The almost bare stage contained an elegant round table into which drawers were built. From time to time a random member of the audience would be invited to sit at the table, open one of the drawers and extract its contents. In one instance this was a set of miniature wooden items of furniture typical of a bourgeois European home, in another it was a porcelain plate and bowl, and so on. Each set of items served as a trigger for Naomi, who now assumed the persona of Agi, speaking with a light Hungarian accent, to recount some aspect of her life, sometimes in a rambling highly imaginative way, sometimes evoking the time and place of her youth. In one particularly enchanting moment, she waxes lyrical about a particular Hungarian pastry she loved, whereupon trays of that pastry were handed out to the audience. It was delicious.
Thus, not necessarily in consecutive order, we learn about Agi’s childhood and youth, the attempt, together with her husband, Latz, to avoid deportation, the release from the concentration camp and her efforts to find surviving members of her family. There are also accounts of encounters with Russian, French and American soldiers of the Allied Army. No mention is made of the horrors of the camp, which we later learn was Auschwitz. We learn, too, that just prior to the establishment of the State of Israel she and Latz moved there, and that she was not very impressed with the place.
Towards the end of the evening, Agi suddenly becomes more assertive, abandoning the refined, cultured Hungarian lady we have come to know, and in firm tones she repeatedly declares that she refuses to speak about ‘it.’
However, upon hearing a final, apparently innocuous, incident, we learn that Agi and Latz, now a retired professor, were strolling in Haifa with a visiting academic and his wife. The latter asks Agi what it was like in Auschwitz, and upon hearing her noncommittal, evasive reply, which ends the play and could be described as the ‘understatement of the century,’ the stunned, audience breaks into appreciative applause.

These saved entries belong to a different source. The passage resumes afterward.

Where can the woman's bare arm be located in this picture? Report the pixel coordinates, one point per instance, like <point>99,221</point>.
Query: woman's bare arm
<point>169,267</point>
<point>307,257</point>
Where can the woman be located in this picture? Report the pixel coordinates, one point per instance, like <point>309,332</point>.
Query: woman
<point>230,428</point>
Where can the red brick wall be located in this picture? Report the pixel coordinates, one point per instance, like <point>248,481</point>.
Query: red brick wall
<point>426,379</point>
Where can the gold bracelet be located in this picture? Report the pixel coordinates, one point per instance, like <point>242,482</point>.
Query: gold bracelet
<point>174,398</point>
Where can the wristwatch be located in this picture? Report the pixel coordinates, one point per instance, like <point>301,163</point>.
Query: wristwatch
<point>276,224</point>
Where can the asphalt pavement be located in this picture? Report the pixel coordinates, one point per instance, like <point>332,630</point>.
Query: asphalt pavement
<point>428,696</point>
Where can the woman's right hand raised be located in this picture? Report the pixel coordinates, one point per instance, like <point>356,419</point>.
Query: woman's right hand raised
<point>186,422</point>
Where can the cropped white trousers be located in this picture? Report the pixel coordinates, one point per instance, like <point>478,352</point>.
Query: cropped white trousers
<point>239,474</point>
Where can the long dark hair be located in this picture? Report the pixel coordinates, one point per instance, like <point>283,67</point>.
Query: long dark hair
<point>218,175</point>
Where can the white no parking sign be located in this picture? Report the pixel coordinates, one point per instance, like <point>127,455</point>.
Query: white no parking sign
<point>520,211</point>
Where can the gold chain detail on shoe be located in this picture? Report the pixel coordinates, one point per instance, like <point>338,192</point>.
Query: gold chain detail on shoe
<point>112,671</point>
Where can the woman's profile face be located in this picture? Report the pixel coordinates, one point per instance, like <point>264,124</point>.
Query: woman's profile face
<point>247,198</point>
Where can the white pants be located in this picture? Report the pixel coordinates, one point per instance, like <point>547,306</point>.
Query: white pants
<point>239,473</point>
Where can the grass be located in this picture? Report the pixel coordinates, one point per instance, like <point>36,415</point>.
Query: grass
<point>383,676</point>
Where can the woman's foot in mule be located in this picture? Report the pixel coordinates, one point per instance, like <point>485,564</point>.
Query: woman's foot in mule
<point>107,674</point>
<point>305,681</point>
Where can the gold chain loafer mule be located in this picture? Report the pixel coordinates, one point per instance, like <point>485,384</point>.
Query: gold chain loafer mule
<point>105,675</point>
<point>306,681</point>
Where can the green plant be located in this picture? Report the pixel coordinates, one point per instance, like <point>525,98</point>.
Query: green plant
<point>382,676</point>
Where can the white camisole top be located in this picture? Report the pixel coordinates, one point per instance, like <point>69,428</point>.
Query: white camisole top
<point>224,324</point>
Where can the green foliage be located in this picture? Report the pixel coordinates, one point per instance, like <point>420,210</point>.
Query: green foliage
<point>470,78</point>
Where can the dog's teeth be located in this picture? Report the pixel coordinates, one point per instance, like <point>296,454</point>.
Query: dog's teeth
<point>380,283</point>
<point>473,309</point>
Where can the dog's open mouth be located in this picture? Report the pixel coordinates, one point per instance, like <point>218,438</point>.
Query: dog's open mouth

The relationship between Agi and Naomi appears to have been a good one, with daily phone calls and regular meetings in a café. We do not learn how Agi attained the ‘ex’ and ‘step’ status that might have been the subject of the play. What has happened, however, is that in the course of the evening we have, almost unwittingly, gained an insight into the psyche of someone who endured Auschwitz and was able to rise above it and live life on her own terms.